Von vielschichtigen Beziehungen

by Kristin Schmidt

Was ist wirklich und was ist inszeniert? Im Alltag gibt es unzählige Verknüpfungen beider Erscheinungen. Das spannungsgeladene Verhältnis wurde am Samstag in der Kunsthalle an einem Symposium thematisiert.

Ist nicht jede Inszenierung auch bereits Realität? Beinahe permanent wird die Wahrnehmung mit Inszenierungen konfrontiert, herausgefordert oder sogar manipuliert. Dank einer Kooperation mit dem Verein Ostschweizer Psychotherapeuten konnten in der Kunsthalle spannende Einblicke in zwei Disziplinen gewonnen werden, in denen auf ganz unterschiedliche Weise mit konstruierten Realitäten gearbeitet wird.

Während in der Kunst die Inszenierung als Mittel dient, bestimmte Inhalte und Stimmungen zu visualisieren, ist sie in der Psychotherapie ein Symbol der Patienten für Erlebtes und Erfahrenes.
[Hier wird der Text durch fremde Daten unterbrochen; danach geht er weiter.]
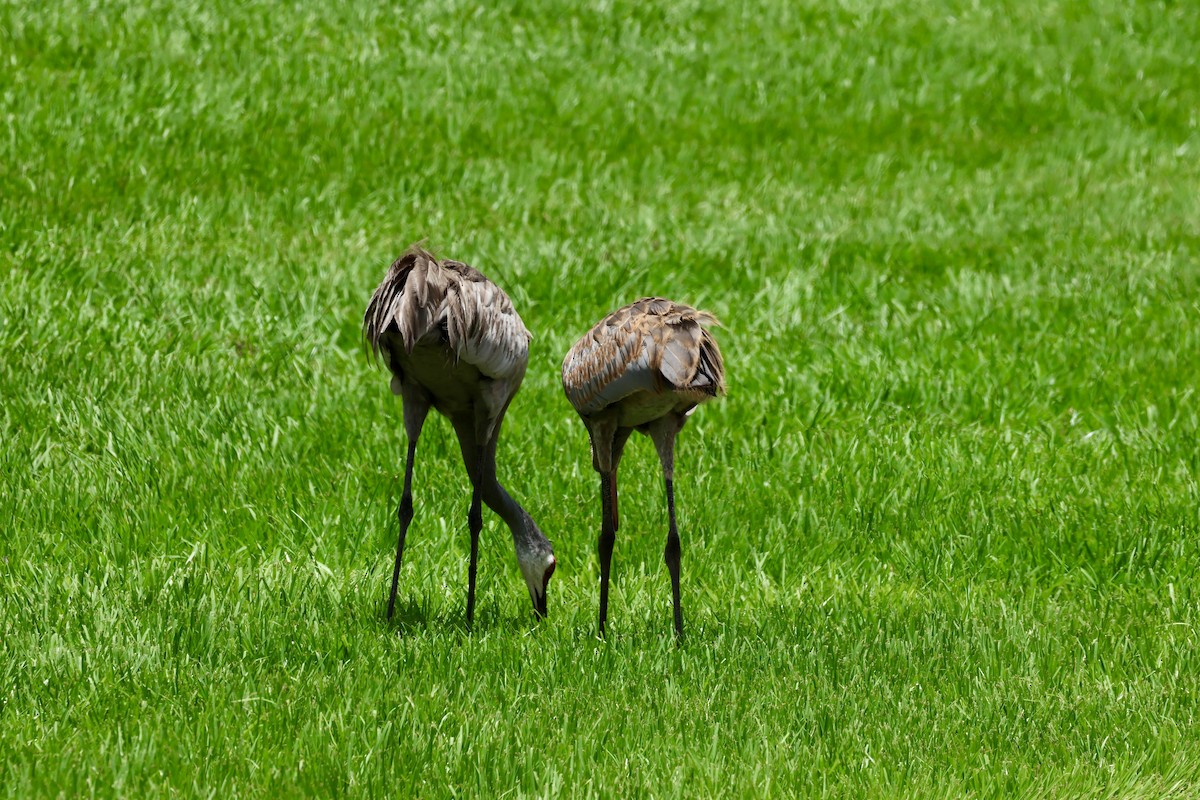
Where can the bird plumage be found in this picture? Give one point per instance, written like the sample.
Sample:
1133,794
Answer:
427,300
454,342
652,346
645,367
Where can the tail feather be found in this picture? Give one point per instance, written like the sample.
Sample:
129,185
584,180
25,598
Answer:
406,299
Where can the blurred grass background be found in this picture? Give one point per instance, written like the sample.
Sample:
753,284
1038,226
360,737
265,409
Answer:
939,541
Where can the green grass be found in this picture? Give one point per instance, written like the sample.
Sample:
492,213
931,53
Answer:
940,540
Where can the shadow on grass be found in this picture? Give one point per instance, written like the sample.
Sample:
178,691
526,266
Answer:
413,617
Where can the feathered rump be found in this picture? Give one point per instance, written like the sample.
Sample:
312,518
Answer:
421,296
653,344
486,331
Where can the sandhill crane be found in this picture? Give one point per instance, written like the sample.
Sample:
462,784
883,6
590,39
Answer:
453,341
643,367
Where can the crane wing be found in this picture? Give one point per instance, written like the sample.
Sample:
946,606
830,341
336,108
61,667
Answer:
484,328
423,298
653,344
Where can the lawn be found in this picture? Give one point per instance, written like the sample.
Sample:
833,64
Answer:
940,540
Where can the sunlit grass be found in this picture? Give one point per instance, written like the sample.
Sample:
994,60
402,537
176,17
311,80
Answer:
940,540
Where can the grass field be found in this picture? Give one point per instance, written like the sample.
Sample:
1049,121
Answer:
940,540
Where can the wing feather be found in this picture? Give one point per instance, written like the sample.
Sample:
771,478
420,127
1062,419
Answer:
653,344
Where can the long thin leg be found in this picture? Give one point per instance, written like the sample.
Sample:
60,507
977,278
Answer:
607,537
474,451
475,522
664,434
415,410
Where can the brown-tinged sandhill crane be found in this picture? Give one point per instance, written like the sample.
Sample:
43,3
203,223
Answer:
643,367
454,342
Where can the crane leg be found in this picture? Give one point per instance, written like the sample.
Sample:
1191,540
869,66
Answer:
671,555
414,420
475,522
607,537
664,433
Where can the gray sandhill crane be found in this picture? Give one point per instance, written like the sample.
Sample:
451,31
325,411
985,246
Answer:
643,367
454,342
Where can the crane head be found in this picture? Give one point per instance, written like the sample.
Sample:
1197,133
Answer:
535,558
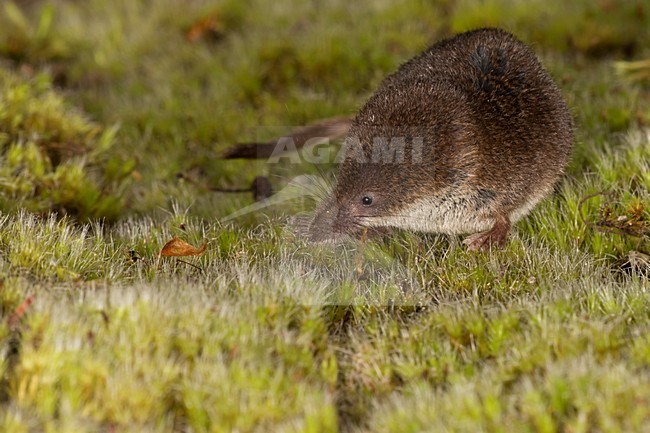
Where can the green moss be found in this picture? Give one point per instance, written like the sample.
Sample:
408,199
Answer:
52,155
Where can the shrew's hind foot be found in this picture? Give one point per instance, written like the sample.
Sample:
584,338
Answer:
496,236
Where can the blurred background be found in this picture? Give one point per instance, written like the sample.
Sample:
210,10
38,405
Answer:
104,102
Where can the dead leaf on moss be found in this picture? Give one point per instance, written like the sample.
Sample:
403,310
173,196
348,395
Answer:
19,312
179,248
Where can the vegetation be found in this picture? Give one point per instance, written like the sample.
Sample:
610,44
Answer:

Am einen Ort entsteht also eine intime Arbeitssituation, deren Ergebnis die Wirklichkeit ist. Am andern Ort wird den Rezipienten eine individuelle Wahrnehmung des Dargestellten ermöglicht. Doch es gibt auch Gemeinsamkeiten. Hier wie dort wird kommuniziert, dient die Inszenierung als Verständigungsmittel, eine Tatsache, die Hans Holderegger, Mitglied der Schweizerischen Gesellschaft für Psychoanalyse und Dozent am Freud-Institut Zürich, sehr anschaulich darstellte. Und so sind die Beispiele zahlreich: Goethes Liebeslyrik sensibilisierte den Leser ebenso wie etwa Expressionisten grosse Gefühle evozierten. Holderegger hob hervor, dass es die künstlerischen Werke sind, die die emotionale Qualität dessen annehmen, was der Mensch erlebt. Indem sie Assoziationen auslösen, ermöglichen sie eine vitale Neuorganisation der inneren Welten. Das sei auch ein Ziel der Psychoanalyse: die Wiederbelebung einer von Konflikten und Traumatas blockierten inneren Welt. Die Künstler also als die Psychoanalytiker der Gesellschaft? Holdereggers Referat provozierte in positivem Sinne viele Fragen, ein Weiterdenken seiner Thesen ist lohnenswert; auch für Nicht-psychotherapeuten, die an diesem Nachmittag jedoch eindeutig in der Unterzahl waren.

Das wurde insbesondere auch beim Gespräch im Anschluss des zweiten Vortrages deutlich. Dieser widmete sich der «Videoselbstdarstellung zwischen Performance und Self-Editing». Letztgenannten Begriff entwickelte die Referentin Irene Schubiger, Kunsthistorikerin und Mitarbeiterin an der Hochschule für Gestaltung und Kunst in Basel, um die Situation der Künstler zu beschreiben. Diese liefern sich zunächst der Technik aus, um dann am Schneidetisch das von sich selbst aufgenommene Bild nachträglich zu gestalten. Die Brisanz des Vorganges wurde begreiflich beim Vergleich mit dem gemalten Selbstporträt. Dabei dient seit jeher der Spiegel als zentrales Hilfsmittel, doch der Blick in denselben und jener auf die Leinwand sind zwei getrennte Vorgänge. Der Monitor dagegen zeigt alles direkt, seitenrichtig und nicht zeitverzögert. Aber auch er liefert nur ein äusseres Bild. Mit sorgfältig ausgewählten Beispielen von selbstzerstörerischen Akten bis zur Absenz des Subjektes illustrierte Frau Schubiger die Möglichkeiten im Bereich künstlerischer Selbstdarstellung. Gianni Jetzer, Leiter der Kunsthalle St. Gallen, warnte darauf eindringlich davor, die Künstler zu pathologisieren, sind doch ihre Werke als wissentlich entwickelte Bilder zu begreifen. Es folgte eine angeregte Diskussion über den gemeinsamen Nenner zwischen Kunst und Psychoanalyse.